As we at Metro.Style celebrate beauty month this July, we share four interesting ways leafy plants, herbs, and flowers all play a special role in the attractiveness repertoires of both men and women below!
Having plants around you conjures up desirable qualities of yours in the minds of others
One thing about being a plantita/o is that it make you looks more attractive, all thanks to how looking like you're a pro at plant care signals that you're a caring, detail-oriented, attentive, and gentle person. Think about it for a second; it naturally follows that someone who's impatient and brash, has little regard for simpler forms of life, and doesn't have it in them to show a tenderness for foliage the same way they would towards, say, a pet or a partner, would be perceived as less attractive to potential mates.
When someone sees you taking the time to shower a cactus with TLC, or nursing a sunburnt philodendron back to its majestic self, don't be surprised to learn that in their minds, they're substituting themselves for your potted pals and imagining what it'd be like to be cared for by you and only you.

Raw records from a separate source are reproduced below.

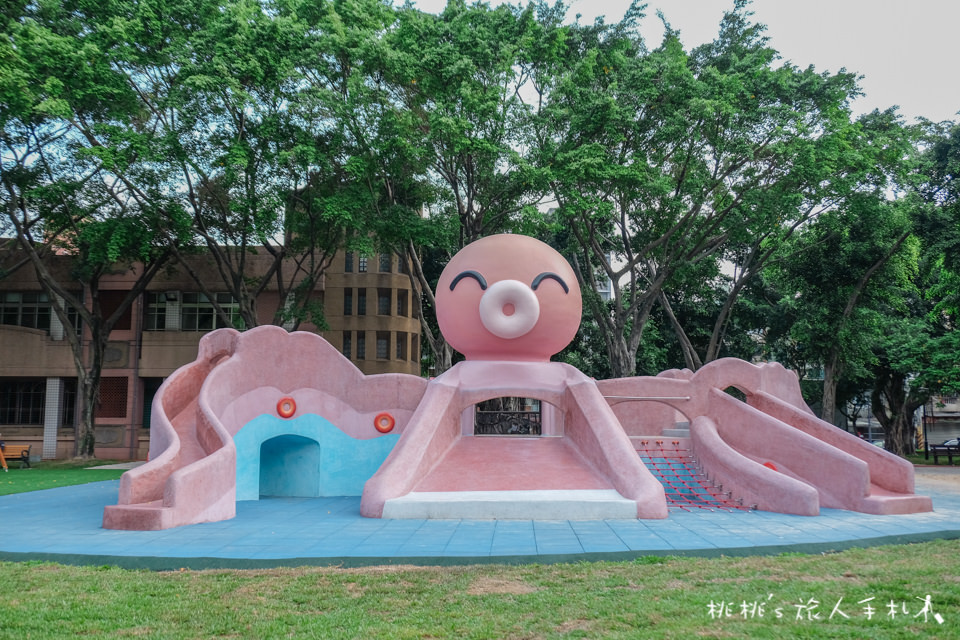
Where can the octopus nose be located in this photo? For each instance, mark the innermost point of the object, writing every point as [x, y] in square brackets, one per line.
[509, 309]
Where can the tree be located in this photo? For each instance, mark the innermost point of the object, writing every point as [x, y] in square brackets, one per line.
[663, 160]
[60, 197]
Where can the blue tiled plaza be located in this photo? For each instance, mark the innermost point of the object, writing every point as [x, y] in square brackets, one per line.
[64, 525]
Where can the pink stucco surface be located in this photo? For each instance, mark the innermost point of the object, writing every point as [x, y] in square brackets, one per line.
[508, 303]
[191, 475]
[817, 464]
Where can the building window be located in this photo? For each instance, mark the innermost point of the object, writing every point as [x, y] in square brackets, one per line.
[197, 312]
[21, 401]
[110, 301]
[29, 309]
[361, 345]
[112, 402]
[383, 345]
[156, 316]
[383, 302]
[68, 416]
[32, 309]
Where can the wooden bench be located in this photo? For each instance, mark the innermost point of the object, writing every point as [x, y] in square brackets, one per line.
[19, 452]
[948, 450]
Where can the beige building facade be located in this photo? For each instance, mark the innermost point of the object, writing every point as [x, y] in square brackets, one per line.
[368, 307]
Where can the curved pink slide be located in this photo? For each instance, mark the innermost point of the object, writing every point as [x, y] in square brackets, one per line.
[267, 413]
[771, 450]
[198, 411]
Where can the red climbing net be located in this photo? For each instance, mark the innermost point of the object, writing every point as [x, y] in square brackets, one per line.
[685, 485]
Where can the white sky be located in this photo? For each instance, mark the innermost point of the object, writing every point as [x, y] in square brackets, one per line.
[906, 50]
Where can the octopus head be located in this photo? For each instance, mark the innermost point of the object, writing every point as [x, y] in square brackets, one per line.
[508, 297]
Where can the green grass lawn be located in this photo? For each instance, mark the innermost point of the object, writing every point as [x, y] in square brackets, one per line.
[47, 475]
[789, 596]
[860, 593]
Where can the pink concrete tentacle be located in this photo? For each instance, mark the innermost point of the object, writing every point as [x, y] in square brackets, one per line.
[841, 480]
[432, 430]
[756, 484]
[175, 396]
[887, 471]
[600, 439]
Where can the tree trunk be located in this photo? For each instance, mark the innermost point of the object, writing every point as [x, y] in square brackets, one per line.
[893, 408]
[831, 375]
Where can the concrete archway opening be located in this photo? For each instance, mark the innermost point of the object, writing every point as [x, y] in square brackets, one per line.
[290, 467]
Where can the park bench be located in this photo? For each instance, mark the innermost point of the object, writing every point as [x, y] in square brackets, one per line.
[948, 450]
[19, 452]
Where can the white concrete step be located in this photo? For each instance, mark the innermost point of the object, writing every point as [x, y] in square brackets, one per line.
[596, 504]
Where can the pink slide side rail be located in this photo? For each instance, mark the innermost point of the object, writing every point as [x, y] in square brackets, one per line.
[597, 433]
[887, 471]
[756, 484]
[433, 429]
[178, 394]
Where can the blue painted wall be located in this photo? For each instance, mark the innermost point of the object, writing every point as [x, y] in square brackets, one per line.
[307, 456]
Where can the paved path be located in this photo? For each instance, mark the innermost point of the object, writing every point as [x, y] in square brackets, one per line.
[63, 525]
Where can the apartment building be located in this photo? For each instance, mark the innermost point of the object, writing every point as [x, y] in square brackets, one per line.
[368, 306]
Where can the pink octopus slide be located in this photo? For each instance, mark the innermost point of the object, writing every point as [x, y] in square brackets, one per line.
[270, 413]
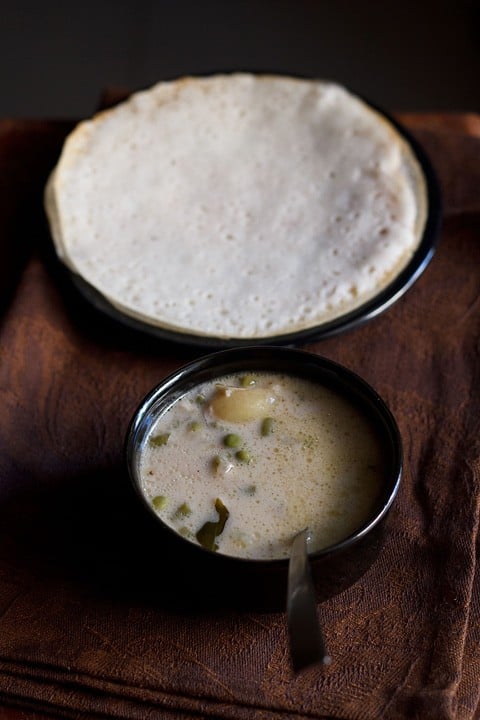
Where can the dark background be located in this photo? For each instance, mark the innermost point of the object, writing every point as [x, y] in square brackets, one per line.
[56, 57]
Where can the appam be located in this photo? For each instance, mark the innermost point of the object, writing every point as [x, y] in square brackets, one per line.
[241, 208]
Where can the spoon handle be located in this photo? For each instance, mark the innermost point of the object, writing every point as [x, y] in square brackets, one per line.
[307, 646]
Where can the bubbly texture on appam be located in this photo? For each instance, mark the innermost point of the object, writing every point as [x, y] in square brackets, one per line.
[238, 205]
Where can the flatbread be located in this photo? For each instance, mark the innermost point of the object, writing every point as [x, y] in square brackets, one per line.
[237, 205]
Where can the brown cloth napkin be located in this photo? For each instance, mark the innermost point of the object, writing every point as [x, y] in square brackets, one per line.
[92, 622]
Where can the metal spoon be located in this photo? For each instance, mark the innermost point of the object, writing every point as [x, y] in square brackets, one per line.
[307, 646]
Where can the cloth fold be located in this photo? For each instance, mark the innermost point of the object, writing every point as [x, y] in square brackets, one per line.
[92, 622]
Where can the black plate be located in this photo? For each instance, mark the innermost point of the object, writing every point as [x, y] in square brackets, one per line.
[375, 306]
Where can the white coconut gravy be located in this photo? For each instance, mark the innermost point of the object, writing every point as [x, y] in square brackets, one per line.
[243, 463]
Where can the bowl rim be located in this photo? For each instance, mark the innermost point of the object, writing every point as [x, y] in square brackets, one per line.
[232, 360]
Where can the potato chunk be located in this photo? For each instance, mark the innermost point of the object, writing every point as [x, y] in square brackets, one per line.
[241, 404]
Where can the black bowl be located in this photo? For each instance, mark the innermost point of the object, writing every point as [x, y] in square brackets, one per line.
[215, 579]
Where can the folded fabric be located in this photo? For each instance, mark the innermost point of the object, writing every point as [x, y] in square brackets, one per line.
[92, 618]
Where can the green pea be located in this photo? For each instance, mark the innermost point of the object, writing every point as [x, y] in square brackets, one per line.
[266, 427]
[232, 440]
[243, 456]
[183, 510]
[159, 440]
[216, 463]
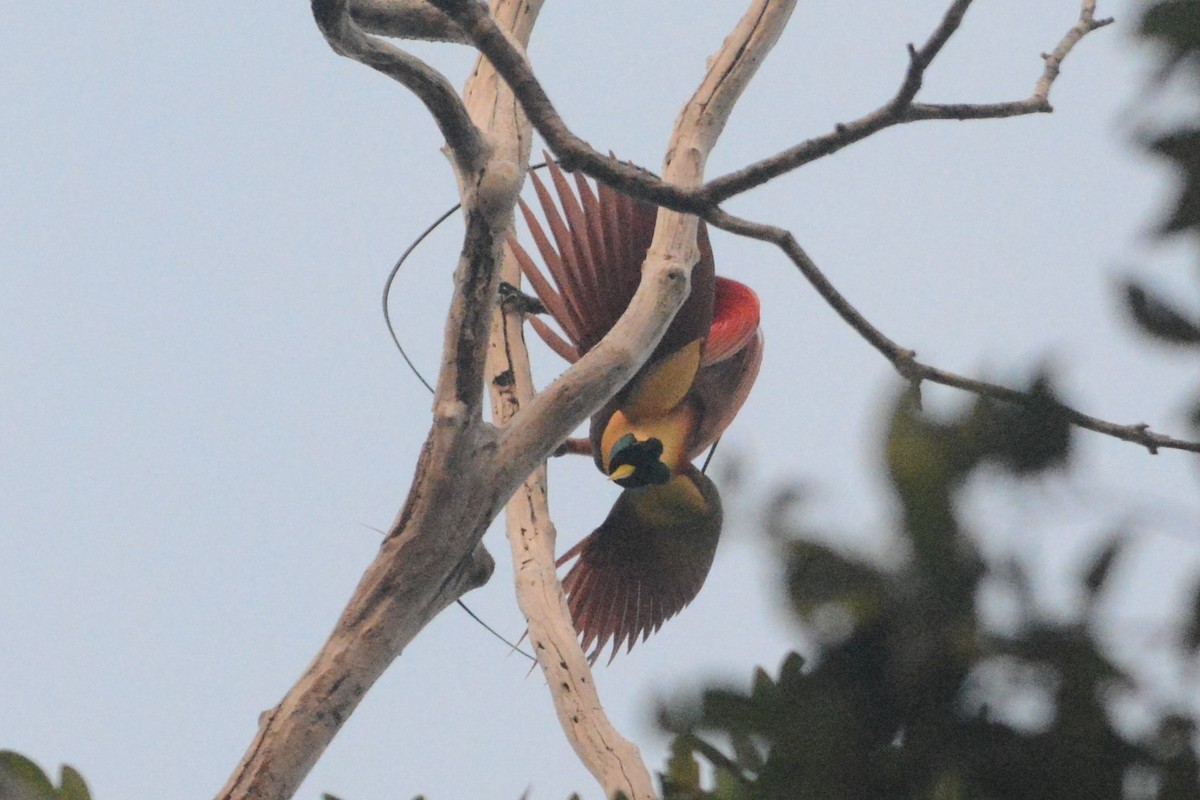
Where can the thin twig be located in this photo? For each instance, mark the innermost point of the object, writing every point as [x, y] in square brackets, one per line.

More interestingly, this phenomenon could have bigger implications for men. Because plant care and gardening are activities traditionally associated with women—especially if they're done for fun, and not because you have to care for plants in an agricultural sense, lest you starve in the wintertime—women become more attentive to men who unabashedly fill their Instagram feeds with photos of them lovingly tending to their houseplant collection. (If they can care for plants, who's to say that can't take care of a relationship, right?).
It looks like nurturing a green thumb could have positive consequences that extend well outside of the four walls of your green house, after all.
Girls and flowers have always been a perfect combo
We've seen it in art from all over the world, heard/used euphemisms and expressions involving women and blooming flowers, and symbolized a woman's beauty in terms of fresh florals time and time again. For as long as history has recorded and detailed the beauty of a woman, flowers have appeared in narratives as metaphors and comparisons of every kind.
It's a representation that's stood the test of time, and several a researcher have looked into what happens in our brains when we view any kind of image depicting a woman with a flower/flowers. She can be surrounded by them, wearing them, tending to them, or just sitting next to them, but one thing remains constant; the presence of flowers around a woman makes them prettier, as it activates associations of femininity, gracefulness, delicateness, and a softness to one's person that makes a woman, well, appear more womanly.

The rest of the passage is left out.